Sources noted the widespread speculations over the crash. Some rumors immediately suspected Israel, while others wondered about internal power struggles. Iran has not suggested foul play.

But while state media broadcast scenes of mourning at the funeral and in the streets of Iran, diaspora images showed dancing in the streets. Some Christian voices were more muted.

“My initial reaction is that justice was done,” said Amir Bazmjou, CEO of Torch Ministries and an Oxford-based PhD candidate in political science and Christian theology. “God heard the voices of families who lost their loved ones unjustly because of Raisi.”

Referring to the president by his infamous title “Butcher of Tehran” due to his role in the “death committee” that executed thousands of prisoners, Bazmjou cited the Ezekiel 18:23 reference that God takes no pleasure in the death of the wicked.

Raisi, born into a clerical family, joined in the initial protests against the Shah of Iran at age 15, and by age 25 became deputy prosecutor of Tehran. In 1988, he was one of four judges on the secret tribunal that retried already imprisoned enemies of the regime.

In 2009, Raisi backed crackdowns on protestors and their mass incarcerations following the disputed presidential election. And as president, in 2022, he oversaw the security response against demonstrations sparked by the death of Mahsa Amini, a woman detained over her allegedly loose hijab. Over 500 people were killed, with 22,000 detained.

The US sanctioned Raisi in 2019 for his role in domestic repression.

Bazmjou encouraged Western empathy over the death of Iran’s president, but to stand with the oppressed public while avoiding siding with the regime. Such was the US response, expressing condolences while reaffirming support for the people and their “struggle for human rights and fundamental freedoms.”

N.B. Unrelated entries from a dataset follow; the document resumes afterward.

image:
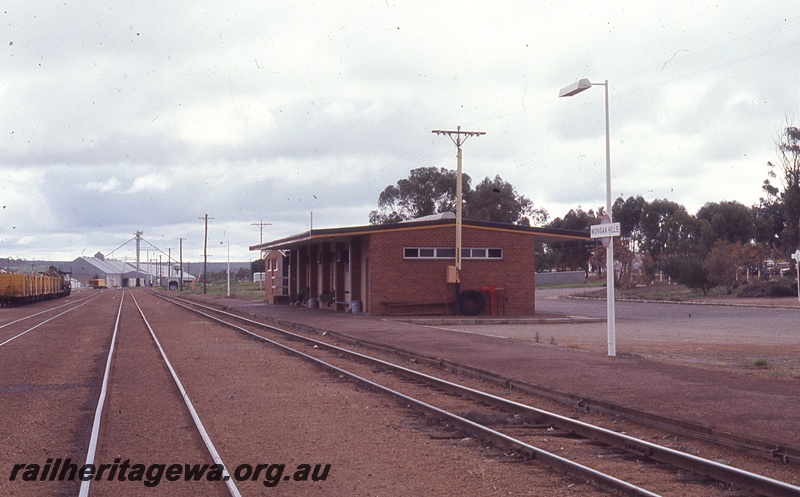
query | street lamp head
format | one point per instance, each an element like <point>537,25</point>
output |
<point>575,88</point>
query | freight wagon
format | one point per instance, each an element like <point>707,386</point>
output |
<point>19,289</point>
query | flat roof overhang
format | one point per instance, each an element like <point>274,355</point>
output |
<point>335,234</point>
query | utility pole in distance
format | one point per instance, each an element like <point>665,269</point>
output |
<point>205,255</point>
<point>180,282</point>
<point>261,225</point>
<point>458,137</point>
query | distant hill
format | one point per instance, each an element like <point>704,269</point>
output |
<point>193,268</point>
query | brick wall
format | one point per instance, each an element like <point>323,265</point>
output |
<point>395,279</point>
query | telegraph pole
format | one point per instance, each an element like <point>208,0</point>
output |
<point>458,137</point>
<point>261,225</point>
<point>205,255</point>
<point>138,234</point>
<point>180,283</point>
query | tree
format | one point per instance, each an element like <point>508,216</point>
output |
<point>729,221</point>
<point>574,255</point>
<point>722,264</point>
<point>429,190</point>
<point>426,191</point>
<point>628,214</point>
<point>497,201</point>
<point>788,164</point>
<point>666,228</point>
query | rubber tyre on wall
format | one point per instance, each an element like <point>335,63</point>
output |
<point>471,302</point>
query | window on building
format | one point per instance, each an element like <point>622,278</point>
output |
<point>450,253</point>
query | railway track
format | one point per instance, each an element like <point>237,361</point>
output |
<point>581,449</point>
<point>169,433</point>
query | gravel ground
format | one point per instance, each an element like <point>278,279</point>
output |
<point>259,406</point>
<point>700,379</point>
<point>262,407</point>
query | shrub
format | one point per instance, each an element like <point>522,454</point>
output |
<point>782,288</point>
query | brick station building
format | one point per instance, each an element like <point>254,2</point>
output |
<point>402,268</point>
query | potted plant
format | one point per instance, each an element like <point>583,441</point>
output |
<point>328,297</point>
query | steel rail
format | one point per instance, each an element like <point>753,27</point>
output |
<point>768,450</point>
<point>466,425</point>
<point>101,401</point>
<point>718,471</point>
<point>229,482</point>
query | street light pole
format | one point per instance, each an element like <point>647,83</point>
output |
<point>229,265</point>
<point>568,91</point>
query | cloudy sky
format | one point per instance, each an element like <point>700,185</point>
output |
<point>147,115</point>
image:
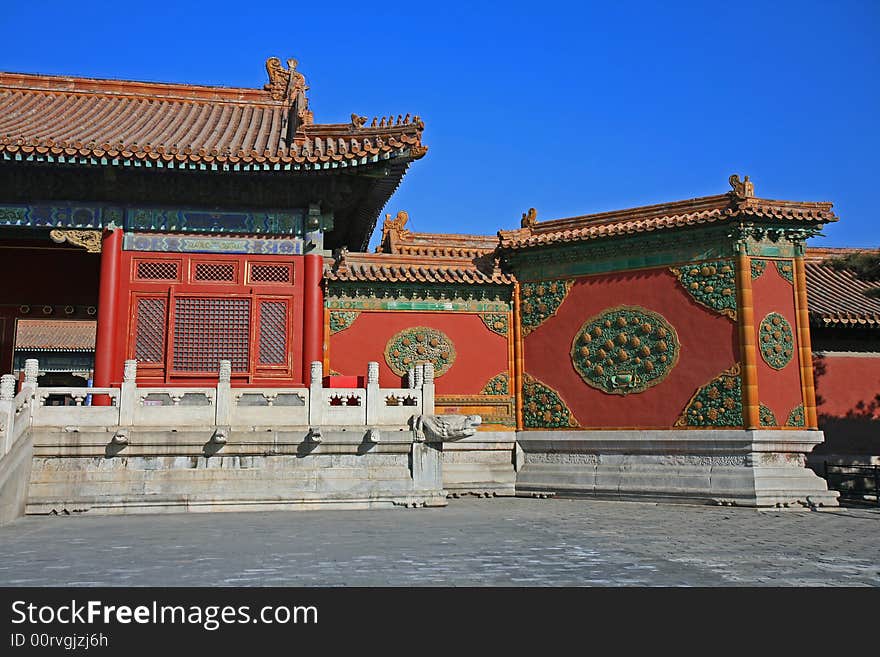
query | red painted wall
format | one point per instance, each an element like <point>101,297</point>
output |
<point>480,353</point>
<point>847,386</point>
<point>708,347</point>
<point>242,287</point>
<point>779,390</point>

But as the pool of approved politicians tightens, Bazmjou believed that the helicopter deaths contribute to the further shrinking of core loyalists that can assume future leadership positions. Like Taber, he believes these gaps may foretell significant change in the near future.

This would accord with a picture provided in Scripture, he said.

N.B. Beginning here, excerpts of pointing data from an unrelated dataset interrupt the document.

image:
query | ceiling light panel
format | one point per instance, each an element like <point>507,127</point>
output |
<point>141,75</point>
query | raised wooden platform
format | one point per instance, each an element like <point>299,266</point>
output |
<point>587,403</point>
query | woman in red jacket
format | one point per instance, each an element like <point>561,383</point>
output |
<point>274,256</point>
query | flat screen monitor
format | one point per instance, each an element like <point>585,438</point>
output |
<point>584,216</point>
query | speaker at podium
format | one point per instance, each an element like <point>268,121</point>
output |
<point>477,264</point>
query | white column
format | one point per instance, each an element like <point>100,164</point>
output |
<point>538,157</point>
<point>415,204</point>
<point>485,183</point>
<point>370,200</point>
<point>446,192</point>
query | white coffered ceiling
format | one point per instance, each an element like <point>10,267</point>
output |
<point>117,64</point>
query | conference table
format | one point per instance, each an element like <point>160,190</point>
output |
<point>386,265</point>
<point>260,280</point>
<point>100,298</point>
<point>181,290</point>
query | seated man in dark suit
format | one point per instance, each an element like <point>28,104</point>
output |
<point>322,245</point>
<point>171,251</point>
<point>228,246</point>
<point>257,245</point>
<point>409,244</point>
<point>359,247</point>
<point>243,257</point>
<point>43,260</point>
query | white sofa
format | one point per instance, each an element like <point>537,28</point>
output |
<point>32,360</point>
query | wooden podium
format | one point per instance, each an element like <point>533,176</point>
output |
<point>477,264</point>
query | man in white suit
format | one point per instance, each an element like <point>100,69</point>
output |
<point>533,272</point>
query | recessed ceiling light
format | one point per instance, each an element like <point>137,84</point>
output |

MENE, MENE, TEKEL, PARSIN, read the writing on the wall in Daniel 5—God’s message to King Belshazzar of Babylon. God has numbered the days of your reign and brought it to an end.

“I pray for the political leaders in Iran to turn from their dark ways and encounter the God of love, justice, and holiness,” said Bazmjou. “Otherwise, God’s justice will come for the voiceless, Christians included.”

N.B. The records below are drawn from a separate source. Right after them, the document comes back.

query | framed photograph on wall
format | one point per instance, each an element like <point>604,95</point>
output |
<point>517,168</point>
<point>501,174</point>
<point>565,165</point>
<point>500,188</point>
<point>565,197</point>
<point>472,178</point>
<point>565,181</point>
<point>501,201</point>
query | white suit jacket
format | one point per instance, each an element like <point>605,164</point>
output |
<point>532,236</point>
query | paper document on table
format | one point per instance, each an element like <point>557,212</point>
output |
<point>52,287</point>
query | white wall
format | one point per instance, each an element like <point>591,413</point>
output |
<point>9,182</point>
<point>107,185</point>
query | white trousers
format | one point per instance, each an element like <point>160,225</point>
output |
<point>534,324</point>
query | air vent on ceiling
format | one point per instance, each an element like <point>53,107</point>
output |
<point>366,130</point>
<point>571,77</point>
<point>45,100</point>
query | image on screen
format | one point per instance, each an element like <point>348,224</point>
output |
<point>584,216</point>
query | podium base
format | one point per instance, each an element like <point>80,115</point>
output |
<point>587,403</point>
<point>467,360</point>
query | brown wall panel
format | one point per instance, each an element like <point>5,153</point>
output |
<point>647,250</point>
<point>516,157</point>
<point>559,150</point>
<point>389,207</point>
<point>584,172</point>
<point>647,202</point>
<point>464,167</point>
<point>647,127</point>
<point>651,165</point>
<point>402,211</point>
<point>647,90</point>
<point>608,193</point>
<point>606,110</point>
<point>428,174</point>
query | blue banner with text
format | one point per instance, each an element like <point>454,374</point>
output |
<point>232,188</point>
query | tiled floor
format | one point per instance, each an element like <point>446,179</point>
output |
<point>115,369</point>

A recent survey suggested there are nearly one million believers inside Iran.

For any who celebrate, he cited Proverbs 21:15 as appropriate for both Christians and Iranian leaders—When justice is done, it brings joy to the righteous but terror to evildoers.

Mansour Borji agreed, citing Psalm 55:15—Let death take my enemies by surprise. Christians may not fully comprehend the relationship between God’s mercy and his judgment, said the director of the Iranian religious freedom advocacy organization Article18, but he allows the frustrated to express their anger at those who harm their fellow citizens.

As Raisi violated the rights of minorities, Borji is somewhat frustrated still.

“It would have been better for him to face trial and be held accountable for his crimes,” he said. “But the world is a safer place without him.”

Silk, however, warned that potential internal Iranian power struggles would not bode well for citizens, as authorities will rule with an even tighter fist. Persecution against Christians will continue and perhaps intensify.

But as Bazmjou found biblical parallel with the king of Babylon, Silk referenced a prophecy about ancient Elam, located in modern-day Iran. Restoration is promised, she said, but not before judgment. In Jeremiah 49:38, God states, I will set my throne in Elam, and destroy her king and officials.

“We cannot presume to know God’s mind,” Silk said. “But things are accelerating, and I wonder if the major shift we have been anticipating is closer than we think.”